Propagande centraliste

 On trouve, par contre, les plus belles effusions sur le mythe de la vocation universaliste de la culture et de la langue françaises. L’entrée Présence culturelle de la France dans le Monde est de pure propagande : « Un triple universalisme guide l’action extérieure française, fondée sur la diffusion de modèles culturels variés, animée par le désir de toucher tous les publics et inspirée par une souple philosophie de l’échange culturel ». On n’est pas non plus très loin de l'effusion idéologique avec Francophonie, où l’auteur déplore le désintérêt des élites pour ce merveilleux projet, et qui se termine par ces mots édifiants : « les Francophonies, au-delà des considérations pessimistes sur le « déclin » de la langue française, demeurent bien le théâtre de tensions fécondes dans leur recherche d’un universalisme inédit », « exception française », qui serait en quelque sorte un anti-modèle opposé à la globalisation anglo-saxonne.

 Dans tout ce qui touche aux langues et aux cultures, ou à peu près, ce dictionnaire est ainsi clairement la voix d’un nationalisme viscéral et du centralisme le plus strict et le plus réactif, sous couvert d’adhésion, bien sûr, aux politiques de décentralisation, qui font si fortement rire nos partenaires européens, tant les autonomies régionales concédées par le centre (qui décide de la décentralisation comme du reste) leurs paraissent dans notre pays dérisoires. C’est bien d’ailleurs cela qui manque le plus, une réelle pratique de comparatisme ; mais on peut se demander aussi si le niveau hexagonal est une échelle convenable pour traiter aujourd’hui d’histoire culturelle. D’autant plus que l’hexagone (les territoire d’outre mer et leurs cultures y sont très largement absents) y est essentiellement vu de Paris, malgré les efforts désespérés pour envisager à l’entrée Province, la question du rapport Paris Province, « aussi » à partir de celle-ci. Mais lorsqu’on lit que, historiquement (le Dictionnaire fait commencer son histoire contemporaine en 1848), en Province, face à la capitale, « l’arriération existe mais […] n’est pas générale. Les provinces proches de Paris, les plus grandes villes sont « civilisées »… », avouons-le, force est de constater que l’exercice de relativisation des points de vue reste fort limité !

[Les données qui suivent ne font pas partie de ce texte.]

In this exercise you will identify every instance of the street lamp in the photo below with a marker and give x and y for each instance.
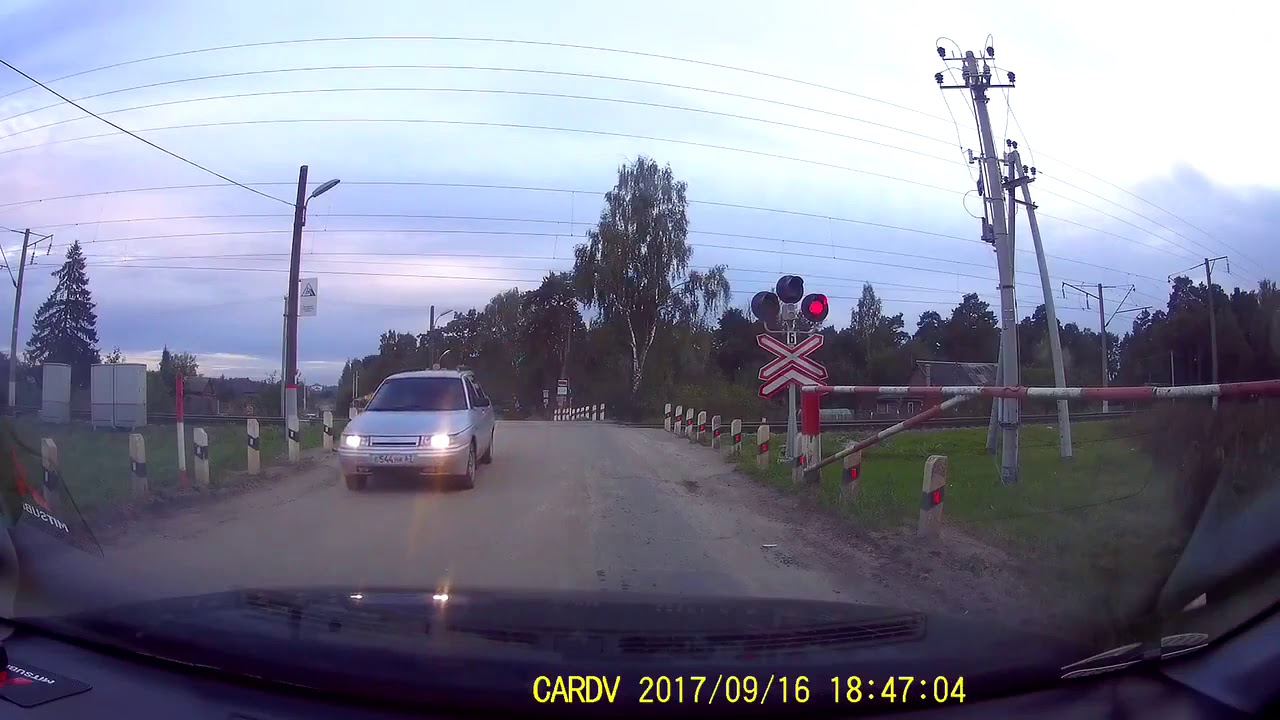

 Évidemment, les lieux d’implantation des deux équipes qui ont conduit l’entreprise (en recrutant largement des chercheurs travaillant en « province ») ne peuvent pas ne pas peser dans cette situation, mais nous avons appris à nous méfier tout autant des chercheurs travaillant « en province », comme ils disent eux-mêmes, exprimant par là d’ailleurs leur aspiration à rejoindre la capitale. Ceux-là écriraient n’importe quoi pour faire oublier leur origine et ils ont à ce point intégré l’idéologie du centre, qu’ils sont parfaitement capables de la reproduire, alors même qu’ils occupent les positions géographiques et académiques les plus périphériques. Il n’empêche que je suis convaincu qu’une histoire culturelle de la France contemporaine conduite à partir de Brest, de Toulouse ou de Montpellier serait sensiblement différente.

 

Jean-Pierre Cavaillé

Flaubertideesre_ues

 

 


 

[1] Dictionnaire d'histoire culturelle de la France contemporaine, avec Christian Delporte, Jean-Yves Mollier et Jean-François Sirinelli, PUF, « Quadrige dicos poche », Paris, 2010, 928 p.

 

[2] Cet article a pourtant le mérite de rappeler que si « ailleurs la réflexion [sur les communautés] n’a guère suscité d’émotion, envisager une « France multiculturelle » provoque d’emblée une passion hexagonale d’une densité peu commune ».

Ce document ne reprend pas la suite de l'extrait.